We need resources to be allocated, and we need clarity on timescales. I would like there to be resources and timetables against each action, and a pot for the national leadership group to hold to enable it to transparently fund local activities. As James Jopling has just said, that is what we have lost in Scotland. Under the original choose life strategy, we had a clear, transparent budget and we had local budgeting that could be tracked, but that has been lost.
I do not have a figure in my head for what the budget should be. That is partly due to the lack of clarity around what is being spent at the moment on suicide prevention. We need to know what is being spent, even if we do not necessarily have an audit as such.
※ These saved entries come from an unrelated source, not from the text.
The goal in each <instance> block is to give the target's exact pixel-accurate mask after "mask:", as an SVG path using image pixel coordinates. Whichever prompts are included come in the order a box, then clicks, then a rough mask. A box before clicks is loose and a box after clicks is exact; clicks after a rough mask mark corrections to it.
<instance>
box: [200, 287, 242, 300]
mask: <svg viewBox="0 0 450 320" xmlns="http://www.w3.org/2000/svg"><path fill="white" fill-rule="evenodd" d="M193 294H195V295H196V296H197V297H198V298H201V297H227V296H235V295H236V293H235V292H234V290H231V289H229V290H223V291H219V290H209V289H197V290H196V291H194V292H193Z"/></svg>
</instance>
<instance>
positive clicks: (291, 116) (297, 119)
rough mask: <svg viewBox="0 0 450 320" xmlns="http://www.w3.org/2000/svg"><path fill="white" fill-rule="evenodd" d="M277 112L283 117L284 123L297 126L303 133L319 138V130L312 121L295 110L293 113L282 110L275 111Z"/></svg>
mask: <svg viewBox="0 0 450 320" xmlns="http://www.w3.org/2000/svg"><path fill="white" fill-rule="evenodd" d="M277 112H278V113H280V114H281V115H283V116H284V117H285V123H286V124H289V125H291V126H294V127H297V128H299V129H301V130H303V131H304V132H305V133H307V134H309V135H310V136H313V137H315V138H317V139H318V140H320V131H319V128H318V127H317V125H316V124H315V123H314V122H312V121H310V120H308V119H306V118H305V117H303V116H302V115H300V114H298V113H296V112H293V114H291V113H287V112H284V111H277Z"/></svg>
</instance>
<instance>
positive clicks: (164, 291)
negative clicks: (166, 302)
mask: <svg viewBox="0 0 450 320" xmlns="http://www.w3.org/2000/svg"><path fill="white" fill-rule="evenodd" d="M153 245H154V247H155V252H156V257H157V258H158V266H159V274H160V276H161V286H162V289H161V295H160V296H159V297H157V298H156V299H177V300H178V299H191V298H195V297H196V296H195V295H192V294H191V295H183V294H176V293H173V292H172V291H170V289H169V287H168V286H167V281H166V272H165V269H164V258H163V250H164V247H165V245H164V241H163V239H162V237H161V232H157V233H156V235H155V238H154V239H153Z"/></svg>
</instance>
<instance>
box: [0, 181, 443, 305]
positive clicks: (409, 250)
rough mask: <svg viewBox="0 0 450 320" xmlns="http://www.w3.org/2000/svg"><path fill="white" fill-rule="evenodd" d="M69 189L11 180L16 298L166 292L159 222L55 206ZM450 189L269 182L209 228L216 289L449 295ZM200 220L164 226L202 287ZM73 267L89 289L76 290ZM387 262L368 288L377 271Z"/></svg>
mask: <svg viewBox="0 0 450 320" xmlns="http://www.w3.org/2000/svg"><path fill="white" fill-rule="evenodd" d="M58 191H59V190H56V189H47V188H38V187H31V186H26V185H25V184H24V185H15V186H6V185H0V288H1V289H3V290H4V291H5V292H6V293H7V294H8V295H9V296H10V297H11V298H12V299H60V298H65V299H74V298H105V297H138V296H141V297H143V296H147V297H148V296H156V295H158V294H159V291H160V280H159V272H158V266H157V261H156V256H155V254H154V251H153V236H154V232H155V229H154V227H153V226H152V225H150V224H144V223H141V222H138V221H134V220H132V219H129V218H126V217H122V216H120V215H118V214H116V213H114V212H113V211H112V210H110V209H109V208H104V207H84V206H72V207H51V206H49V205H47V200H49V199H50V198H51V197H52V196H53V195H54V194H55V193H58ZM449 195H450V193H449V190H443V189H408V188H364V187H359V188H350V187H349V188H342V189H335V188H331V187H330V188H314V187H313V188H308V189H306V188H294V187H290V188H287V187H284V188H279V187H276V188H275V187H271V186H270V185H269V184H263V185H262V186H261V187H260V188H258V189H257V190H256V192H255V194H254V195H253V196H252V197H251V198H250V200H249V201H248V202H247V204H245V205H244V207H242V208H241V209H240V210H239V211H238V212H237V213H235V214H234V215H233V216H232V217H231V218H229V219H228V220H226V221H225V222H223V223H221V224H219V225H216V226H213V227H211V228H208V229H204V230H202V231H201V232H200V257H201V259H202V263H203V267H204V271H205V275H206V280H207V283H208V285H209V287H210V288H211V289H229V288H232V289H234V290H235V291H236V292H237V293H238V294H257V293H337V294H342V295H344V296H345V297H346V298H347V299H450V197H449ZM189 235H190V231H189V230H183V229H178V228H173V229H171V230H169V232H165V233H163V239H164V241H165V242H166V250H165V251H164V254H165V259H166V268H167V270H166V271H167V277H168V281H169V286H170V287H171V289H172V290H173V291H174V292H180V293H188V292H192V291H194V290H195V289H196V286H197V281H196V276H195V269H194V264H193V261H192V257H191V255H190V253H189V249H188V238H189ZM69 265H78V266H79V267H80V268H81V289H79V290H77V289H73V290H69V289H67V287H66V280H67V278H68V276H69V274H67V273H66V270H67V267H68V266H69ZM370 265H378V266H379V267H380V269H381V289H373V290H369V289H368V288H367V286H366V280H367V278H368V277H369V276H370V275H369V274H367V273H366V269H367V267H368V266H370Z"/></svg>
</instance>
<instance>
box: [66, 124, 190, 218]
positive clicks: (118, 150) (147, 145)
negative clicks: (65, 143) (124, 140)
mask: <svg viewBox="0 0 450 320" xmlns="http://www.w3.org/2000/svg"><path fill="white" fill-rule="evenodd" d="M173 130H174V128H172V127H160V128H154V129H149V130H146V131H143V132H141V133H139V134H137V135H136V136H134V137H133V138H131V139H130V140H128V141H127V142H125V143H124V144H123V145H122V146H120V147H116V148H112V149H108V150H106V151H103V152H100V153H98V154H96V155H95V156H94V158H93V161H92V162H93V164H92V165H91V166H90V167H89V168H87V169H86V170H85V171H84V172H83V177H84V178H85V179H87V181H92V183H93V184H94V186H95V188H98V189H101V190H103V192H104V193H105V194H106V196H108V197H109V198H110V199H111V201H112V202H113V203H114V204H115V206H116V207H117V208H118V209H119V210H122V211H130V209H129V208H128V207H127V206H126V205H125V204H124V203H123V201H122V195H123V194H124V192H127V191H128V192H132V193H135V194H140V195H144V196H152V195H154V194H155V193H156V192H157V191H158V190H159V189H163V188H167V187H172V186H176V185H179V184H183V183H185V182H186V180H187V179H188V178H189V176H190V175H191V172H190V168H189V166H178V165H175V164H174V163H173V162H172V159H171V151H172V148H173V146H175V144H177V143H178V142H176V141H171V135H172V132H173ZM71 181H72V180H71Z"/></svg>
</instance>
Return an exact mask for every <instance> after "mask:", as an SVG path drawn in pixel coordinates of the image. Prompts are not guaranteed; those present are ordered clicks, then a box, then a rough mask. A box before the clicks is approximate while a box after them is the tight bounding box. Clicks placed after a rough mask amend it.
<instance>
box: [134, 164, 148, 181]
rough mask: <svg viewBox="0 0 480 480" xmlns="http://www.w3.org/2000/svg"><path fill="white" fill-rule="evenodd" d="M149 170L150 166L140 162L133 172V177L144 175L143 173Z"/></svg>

The resources can be ring fenced or not, but there needs to be strong ministerial guidance on how the budget is spent locally. We believe that the best route for that to happen is through ensuring that the national body—the leadership group—is a budget-holding body that can, either through an innovation fund model or by direct funding, provide resources to local partners. Of course, that money should be tracked and the projects should be evaluated.
I agree with what the guys have said. I think that the resources have to be ring fenced. However, within that, it is important to note that you cannot rely on the third sector to do everything. Speaking from the point of view of someone who works in male mental health and suicide, I believe that funds must be allocated specifically towards that. We cannot rely on charities being able to raise the funds themselves to combat those issues.
I agree with what has been said about the budget and the timescales. However, there must also be compulsory delivery across the whole of Scotland. We do not want the work to be targeted only in specific areas. The whole of Scotland faces the challenge, so we want action to be taken across the entire landmass of Scotland.
We have an opportunity to bring suicide prevention back on to the political agenda. We will be able to do that through creating a new national body that can lead that step change and bring the required leadership.
Do you agree with what has been said about the funding and timescales being included in the strategic plan?
Absolutely. We need teeth and resources.
Thank you, gentlemen. This has been a thorough evidence session.